The FP8-scaled Qwen2.5-VL-7B text encoder is 9.38 GB (Comfy-Org file listing). On a 12 GB card driving a desktop, the brief text-encode stage can spike close to the usable ceiling. Switch to a GGUF text encoder via ComfyUI-GGUF's CLIPLoader (gguf) node (step 5) — the 4.68 GB Qwen2.5-VL-7B-Instruct-Q4_K_M.gguf cuts the encoder footprint roughly in half.

"transformer dispatched to CPU" / ~20 minutes per image (Ampere-specific — not a 5070 failure)

Reported on the canonical repo at QwenLM/Qwen-Image#260 by a community user (no maintainer response as of 2026-06-05) running on an RTX 3090 and seeing repeated transformer-to-CPU offload messages.
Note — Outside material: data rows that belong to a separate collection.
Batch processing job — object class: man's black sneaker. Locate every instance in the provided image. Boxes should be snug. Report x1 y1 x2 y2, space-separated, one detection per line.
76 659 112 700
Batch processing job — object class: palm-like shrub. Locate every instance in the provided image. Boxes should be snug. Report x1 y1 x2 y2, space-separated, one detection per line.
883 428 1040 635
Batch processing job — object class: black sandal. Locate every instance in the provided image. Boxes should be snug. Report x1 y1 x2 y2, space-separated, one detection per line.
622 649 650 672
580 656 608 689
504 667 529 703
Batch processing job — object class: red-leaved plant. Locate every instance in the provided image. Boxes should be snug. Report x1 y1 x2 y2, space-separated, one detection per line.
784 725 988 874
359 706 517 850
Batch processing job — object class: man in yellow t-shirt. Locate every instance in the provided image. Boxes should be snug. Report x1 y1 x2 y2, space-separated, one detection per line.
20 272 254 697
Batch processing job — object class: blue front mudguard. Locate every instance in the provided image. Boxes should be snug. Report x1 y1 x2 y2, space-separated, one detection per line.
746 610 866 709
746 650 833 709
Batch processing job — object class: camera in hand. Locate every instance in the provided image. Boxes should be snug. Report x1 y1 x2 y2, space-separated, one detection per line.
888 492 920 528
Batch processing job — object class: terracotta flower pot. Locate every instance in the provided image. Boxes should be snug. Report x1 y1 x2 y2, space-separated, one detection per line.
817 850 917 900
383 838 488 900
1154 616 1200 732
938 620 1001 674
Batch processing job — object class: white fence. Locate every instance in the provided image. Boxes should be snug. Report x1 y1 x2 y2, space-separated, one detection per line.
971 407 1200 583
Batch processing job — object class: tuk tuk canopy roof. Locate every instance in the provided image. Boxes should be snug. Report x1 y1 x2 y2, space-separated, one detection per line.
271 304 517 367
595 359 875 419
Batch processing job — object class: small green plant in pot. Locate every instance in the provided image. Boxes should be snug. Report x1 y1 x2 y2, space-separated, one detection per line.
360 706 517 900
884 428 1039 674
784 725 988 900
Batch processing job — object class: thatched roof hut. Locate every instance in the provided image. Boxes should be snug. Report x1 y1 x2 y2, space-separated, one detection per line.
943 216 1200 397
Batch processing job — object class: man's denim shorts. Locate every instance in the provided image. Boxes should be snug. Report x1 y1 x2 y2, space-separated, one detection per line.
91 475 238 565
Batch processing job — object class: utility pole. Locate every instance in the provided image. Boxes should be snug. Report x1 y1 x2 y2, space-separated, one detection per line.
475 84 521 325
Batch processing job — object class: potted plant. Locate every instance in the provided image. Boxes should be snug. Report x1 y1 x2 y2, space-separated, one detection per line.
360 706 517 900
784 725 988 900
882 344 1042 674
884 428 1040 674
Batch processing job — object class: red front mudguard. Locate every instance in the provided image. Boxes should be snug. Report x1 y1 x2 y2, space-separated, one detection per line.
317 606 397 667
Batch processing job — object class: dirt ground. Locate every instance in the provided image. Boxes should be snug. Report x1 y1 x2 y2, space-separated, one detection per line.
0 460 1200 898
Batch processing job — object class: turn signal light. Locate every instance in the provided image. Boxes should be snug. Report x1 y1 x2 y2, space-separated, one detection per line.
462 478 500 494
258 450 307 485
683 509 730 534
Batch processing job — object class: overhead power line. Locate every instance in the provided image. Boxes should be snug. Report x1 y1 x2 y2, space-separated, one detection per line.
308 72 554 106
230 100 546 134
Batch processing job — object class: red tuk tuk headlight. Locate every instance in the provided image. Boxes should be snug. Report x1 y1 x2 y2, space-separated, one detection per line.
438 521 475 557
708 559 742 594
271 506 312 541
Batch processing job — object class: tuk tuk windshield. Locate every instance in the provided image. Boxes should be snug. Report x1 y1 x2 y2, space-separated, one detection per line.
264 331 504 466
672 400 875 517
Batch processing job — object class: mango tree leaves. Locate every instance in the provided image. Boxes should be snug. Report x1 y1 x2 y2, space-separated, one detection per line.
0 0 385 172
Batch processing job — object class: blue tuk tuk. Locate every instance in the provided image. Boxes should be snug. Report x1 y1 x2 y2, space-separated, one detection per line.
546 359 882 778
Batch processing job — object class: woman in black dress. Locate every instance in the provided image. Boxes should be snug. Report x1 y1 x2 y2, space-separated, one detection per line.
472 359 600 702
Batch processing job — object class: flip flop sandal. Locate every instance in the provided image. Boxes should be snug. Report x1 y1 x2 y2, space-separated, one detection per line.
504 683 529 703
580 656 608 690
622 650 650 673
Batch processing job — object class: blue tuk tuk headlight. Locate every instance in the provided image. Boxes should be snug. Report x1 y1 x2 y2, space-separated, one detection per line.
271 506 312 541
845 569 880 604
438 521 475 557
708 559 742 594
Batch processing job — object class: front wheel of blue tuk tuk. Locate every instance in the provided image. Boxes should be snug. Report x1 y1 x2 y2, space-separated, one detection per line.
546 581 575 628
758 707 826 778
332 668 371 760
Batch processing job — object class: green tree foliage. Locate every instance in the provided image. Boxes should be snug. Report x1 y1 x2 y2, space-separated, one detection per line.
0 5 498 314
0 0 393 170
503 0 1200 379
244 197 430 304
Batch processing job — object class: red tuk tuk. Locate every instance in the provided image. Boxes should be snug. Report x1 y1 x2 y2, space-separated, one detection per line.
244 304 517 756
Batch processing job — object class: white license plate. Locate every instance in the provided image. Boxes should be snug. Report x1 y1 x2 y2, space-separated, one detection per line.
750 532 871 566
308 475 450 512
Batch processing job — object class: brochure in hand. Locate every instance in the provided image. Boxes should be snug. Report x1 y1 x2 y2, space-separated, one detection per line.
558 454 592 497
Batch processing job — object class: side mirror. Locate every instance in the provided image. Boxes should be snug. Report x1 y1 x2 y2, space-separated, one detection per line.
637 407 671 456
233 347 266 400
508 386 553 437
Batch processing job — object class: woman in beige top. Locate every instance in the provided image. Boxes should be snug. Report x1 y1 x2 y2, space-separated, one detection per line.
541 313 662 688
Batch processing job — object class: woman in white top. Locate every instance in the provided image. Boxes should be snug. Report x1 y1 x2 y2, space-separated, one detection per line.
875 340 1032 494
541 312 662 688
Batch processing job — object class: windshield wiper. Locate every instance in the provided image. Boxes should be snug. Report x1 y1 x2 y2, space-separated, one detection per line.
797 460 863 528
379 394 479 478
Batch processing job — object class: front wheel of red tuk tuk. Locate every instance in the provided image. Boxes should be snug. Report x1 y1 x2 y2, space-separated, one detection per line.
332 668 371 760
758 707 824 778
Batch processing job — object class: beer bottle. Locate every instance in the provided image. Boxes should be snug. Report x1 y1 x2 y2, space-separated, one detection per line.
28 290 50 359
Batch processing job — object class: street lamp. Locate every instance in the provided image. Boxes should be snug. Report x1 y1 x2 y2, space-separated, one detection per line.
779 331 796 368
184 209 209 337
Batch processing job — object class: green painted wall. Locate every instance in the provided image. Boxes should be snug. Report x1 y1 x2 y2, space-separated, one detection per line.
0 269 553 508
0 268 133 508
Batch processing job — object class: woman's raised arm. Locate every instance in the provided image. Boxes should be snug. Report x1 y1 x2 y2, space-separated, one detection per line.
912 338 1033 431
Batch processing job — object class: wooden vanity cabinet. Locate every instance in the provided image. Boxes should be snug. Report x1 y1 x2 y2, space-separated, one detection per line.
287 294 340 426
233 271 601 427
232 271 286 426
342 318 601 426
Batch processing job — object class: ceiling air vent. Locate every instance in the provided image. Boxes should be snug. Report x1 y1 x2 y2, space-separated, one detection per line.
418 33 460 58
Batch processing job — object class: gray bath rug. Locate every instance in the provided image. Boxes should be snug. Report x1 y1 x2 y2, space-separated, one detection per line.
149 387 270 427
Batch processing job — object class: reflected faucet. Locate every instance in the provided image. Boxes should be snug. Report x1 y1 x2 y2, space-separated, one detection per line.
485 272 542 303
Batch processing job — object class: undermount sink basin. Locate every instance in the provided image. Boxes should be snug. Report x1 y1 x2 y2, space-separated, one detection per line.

That is an Ampere (sm_86) failure mode — the diffusers BF16/FP8 path falls back to CPU offload because Ampere has no native FP8 tensor cores and the full BF16 weights don't fit 24 GB. It does not fire on the 5070's Blackwell sm_120, and in any case this recipe runs the GGUF path (Q3_K_M, 9.68 GB) entirely on-GPU with no per-step CPU swap. If you see this message on a 5070, you are almost certainly running the diffusers BF16 path instead of the ComfyUI-GGUF workflow above.

Model fails at the first inference call on a fresh install

The RTX 5070 needs the cu128 PyTorch wheel for sm_120 kernels. If you installed an older cu121/cu124 wheel, reinstall per step 1: pip install torch torchvision --index-url https://download.pytorch.org/whl/cu128. This is a Blackwell-class requirement shared with the other RTX 50-series cards (5060 Ti, 5070 Ti, 5080, 5090).

Unet Loader (GGUF) node missing

You skipped step 2. Install ComfyUI-GGUF — the native ComfyUI loader cannot read .gguf files. The node lives under the bootleg category in the node browser.

Generation produces a black image

Reported across city96/Qwen-Image-gguf discussions. The most common cause is a mismatched or missing text encoder — double-check qwen_2.5_vl_7b_fp8_scaled.safetensors (or your GGUF substitute from step 5) is present in ComfyUI/models/text_encoders/.